A1 Refereed original research article in a scientific journal

Postoperative Delayed Emptying after Total, Subtotal, or Distal Gastrectomy for Gastric Cancer : a Population-based Study




AuthorsJunttila Anna, Helminen Olli, Helmiö Mika, Huhta Heikki, Jalkanen Aapo, Kallio Raija, Koivukangas Vesa, Kokkola Arto, Laine Simo, Lietzen Elina, Louhimo Johanna, Meriläinen Sanna, Pohjanen Vesa-Matti, Rantanen Tuomo, Ristimäki Ari, Räsänen Jari V., Saarnio Juha, Sihvo Eero, Toikkanen Vesa, Tyrväinen Tuula, Valtola Antti, Kauppila Joonas H.; on behalf of the FINEGO group

PublisherSpringer Nature

Publication year2024

JournalJournal of Gastrointestinal Surgery

Journal name in sourceJournal of gastrointestinal surgery : official journal of the Society for Surgery of the Alimentary Tract

Journal acronymJ Gastrointest Surg

Volume28

Issue7

First page 1083

Last page1088

ISSN1091-255X

eISSN1873-4626

DOIhttps://doi.org/10.1016/j.gassur.2024.04.026

Web address https://doi.org/10.1016/j.gassur.2024.04.026

Self-archived copy’s web addresshttps://research.utu.fi/converis/portal/detail/Publication/393476628


Abstract

Background: To examine the rate of delayed emptying and other 90-day postoperative complications after total, subtotal, and distal gastrectomy for gastric adenocarcinoma in a population-based setting.

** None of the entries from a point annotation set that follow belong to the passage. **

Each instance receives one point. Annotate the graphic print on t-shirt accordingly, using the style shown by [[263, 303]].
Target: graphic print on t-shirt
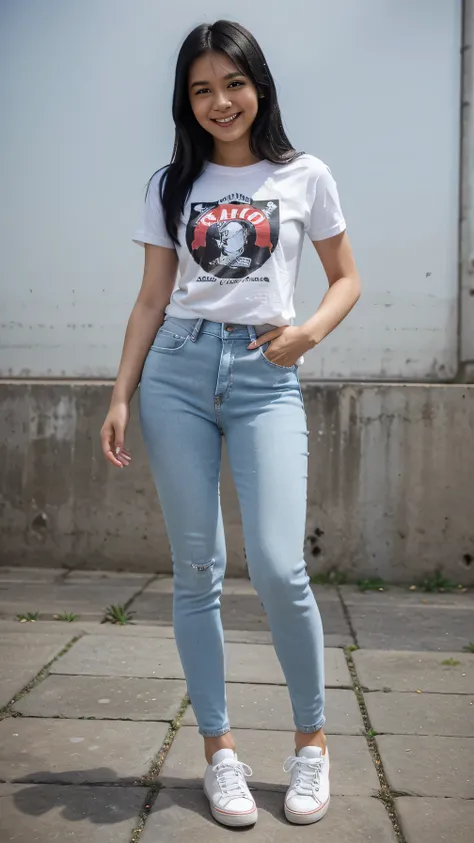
[[233, 238]]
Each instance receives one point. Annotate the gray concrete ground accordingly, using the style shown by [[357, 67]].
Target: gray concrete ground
[[98, 744]]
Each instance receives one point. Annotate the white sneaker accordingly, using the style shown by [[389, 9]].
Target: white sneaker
[[307, 798], [224, 785]]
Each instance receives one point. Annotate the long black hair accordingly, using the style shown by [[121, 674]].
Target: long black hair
[[193, 145]]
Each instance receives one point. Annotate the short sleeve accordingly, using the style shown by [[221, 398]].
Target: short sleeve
[[152, 227], [325, 217]]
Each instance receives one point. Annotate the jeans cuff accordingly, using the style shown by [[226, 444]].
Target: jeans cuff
[[217, 734], [315, 728]]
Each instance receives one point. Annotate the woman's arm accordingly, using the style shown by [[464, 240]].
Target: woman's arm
[[291, 342], [145, 319], [338, 261]]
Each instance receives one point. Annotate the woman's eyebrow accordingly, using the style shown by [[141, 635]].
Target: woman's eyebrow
[[229, 76]]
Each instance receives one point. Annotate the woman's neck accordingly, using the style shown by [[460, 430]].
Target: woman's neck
[[230, 155]]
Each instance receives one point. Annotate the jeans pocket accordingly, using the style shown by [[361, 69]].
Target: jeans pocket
[[263, 349], [170, 339]]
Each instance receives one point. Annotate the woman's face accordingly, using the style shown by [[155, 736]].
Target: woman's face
[[224, 100]]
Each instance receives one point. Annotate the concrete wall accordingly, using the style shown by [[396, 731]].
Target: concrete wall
[[370, 86], [390, 483]]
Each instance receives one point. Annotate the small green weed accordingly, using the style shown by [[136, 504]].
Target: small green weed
[[28, 617], [69, 617], [371, 584], [437, 582], [118, 614], [333, 577]]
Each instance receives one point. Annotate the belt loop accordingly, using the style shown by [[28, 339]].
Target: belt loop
[[196, 330]]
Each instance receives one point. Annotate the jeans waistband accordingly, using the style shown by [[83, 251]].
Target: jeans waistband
[[224, 330]]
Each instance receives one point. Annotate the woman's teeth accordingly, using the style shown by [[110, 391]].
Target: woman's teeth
[[227, 119]]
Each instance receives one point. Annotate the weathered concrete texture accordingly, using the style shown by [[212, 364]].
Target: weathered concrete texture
[[42, 813], [379, 670], [436, 820], [377, 505], [139, 630], [411, 628], [403, 597], [179, 815], [421, 714], [89, 600], [77, 751], [428, 766], [22, 657], [268, 707], [352, 769], [97, 655], [104, 698], [30, 575]]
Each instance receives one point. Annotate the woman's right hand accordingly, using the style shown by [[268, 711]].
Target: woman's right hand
[[112, 435]]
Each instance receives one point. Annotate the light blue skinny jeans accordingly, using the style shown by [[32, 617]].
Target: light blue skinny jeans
[[199, 383]]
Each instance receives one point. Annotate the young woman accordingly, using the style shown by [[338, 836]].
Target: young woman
[[211, 340]]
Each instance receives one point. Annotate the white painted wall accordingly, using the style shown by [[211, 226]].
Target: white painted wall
[[370, 86]]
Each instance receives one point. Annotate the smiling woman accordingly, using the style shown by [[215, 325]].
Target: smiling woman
[[230, 211], [225, 105]]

Methods: This study included all patients undergoing total, subtotal, or distal gastrectomy for gastric cancer in Finland in 2005-2016, with follow-up until December 31, 2019. Logistic regression provided odds ratios with 95% confidence intervals of 90-day mortality. Results were adjusted for age, sex, year of surgery, comorbidities, pathological stage, surgical approach, and neoadjuvant therapy.

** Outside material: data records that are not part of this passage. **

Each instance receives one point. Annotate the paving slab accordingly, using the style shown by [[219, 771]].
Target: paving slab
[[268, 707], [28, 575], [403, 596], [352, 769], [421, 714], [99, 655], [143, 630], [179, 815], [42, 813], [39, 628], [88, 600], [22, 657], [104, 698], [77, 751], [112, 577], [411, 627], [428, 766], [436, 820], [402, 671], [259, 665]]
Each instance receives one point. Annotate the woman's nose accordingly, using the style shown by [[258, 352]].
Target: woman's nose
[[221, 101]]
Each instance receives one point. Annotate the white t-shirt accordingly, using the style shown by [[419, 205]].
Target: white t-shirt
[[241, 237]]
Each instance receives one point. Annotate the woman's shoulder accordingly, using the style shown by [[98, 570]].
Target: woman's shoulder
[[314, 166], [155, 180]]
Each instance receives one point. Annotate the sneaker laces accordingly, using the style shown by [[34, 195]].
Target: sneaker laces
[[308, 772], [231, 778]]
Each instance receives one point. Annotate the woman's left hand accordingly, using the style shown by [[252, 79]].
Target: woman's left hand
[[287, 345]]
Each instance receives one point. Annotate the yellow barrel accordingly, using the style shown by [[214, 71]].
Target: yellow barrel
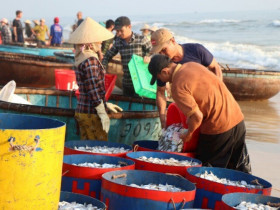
[[31, 154]]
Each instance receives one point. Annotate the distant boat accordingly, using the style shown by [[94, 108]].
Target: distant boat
[[138, 121], [33, 49], [250, 84], [29, 70]]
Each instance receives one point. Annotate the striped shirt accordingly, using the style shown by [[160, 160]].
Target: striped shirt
[[90, 77], [138, 45]]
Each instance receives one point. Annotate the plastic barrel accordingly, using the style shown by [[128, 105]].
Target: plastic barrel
[[175, 115], [209, 193], [143, 165], [150, 145], [82, 199], [85, 180], [229, 201], [70, 145], [117, 195], [31, 151]]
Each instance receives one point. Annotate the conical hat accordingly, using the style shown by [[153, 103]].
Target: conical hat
[[90, 31]]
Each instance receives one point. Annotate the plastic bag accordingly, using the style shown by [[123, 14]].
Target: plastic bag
[[170, 138]]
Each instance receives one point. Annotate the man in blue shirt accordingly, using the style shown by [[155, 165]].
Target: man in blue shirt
[[56, 33], [163, 42]]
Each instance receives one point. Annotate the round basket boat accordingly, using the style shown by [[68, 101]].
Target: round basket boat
[[143, 165], [118, 195], [209, 193]]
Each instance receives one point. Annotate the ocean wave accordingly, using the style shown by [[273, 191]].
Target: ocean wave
[[241, 55], [207, 21], [276, 23]]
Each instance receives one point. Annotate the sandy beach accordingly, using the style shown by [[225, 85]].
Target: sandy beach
[[263, 139]]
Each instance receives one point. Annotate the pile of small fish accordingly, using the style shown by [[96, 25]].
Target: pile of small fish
[[170, 140], [97, 165], [253, 206], [160, 187], [170, 161], [76, 206], [102, 149], [210, 176]]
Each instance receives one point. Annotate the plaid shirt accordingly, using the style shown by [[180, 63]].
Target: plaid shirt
[[90, 77], [6, 34], [138, 45]]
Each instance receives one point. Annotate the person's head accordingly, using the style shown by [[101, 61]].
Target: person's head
[[164, 43], [42, 21], [4, 21], [160, 68], [145, 30], [27, 22], [19, 14], [123, 27], [79, 15], [110, 24]]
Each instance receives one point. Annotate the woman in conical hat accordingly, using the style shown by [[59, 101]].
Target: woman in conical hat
[[90, 113]]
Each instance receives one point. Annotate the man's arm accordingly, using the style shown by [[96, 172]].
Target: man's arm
[[161, 105], [215, 68], [193, 121]]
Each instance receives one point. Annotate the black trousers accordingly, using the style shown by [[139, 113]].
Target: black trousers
[[225, 150]]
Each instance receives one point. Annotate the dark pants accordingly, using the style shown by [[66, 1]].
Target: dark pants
[[225, 150]]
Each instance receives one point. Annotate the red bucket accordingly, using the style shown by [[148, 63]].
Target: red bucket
[[65, 79], [110, 80], [175, 115]]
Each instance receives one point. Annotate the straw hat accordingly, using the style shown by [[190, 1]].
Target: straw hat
[[154, 28], [36, 22], [4, 20], [145, 27], [90, 31], [27, 21]]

Results: A total of 2,058 patients underwent total (n=1,227), subtotal (n=450), or distal (n=381) gastrectomy. The rate of delayed emptying was 1.7% vs. 1.3% vs. 2.1% in the whole cohort and 1.6% vs. 1.8% vs. 3.5% in the subgroup analysis of R0 resections, respectively. Resection type was not associated to the risk of delayed emptying. Subtotal gastrectomy was associated with lower risk of major complications and re-operations and distal gastrectomy was associated with lower risk of anastomotic leak.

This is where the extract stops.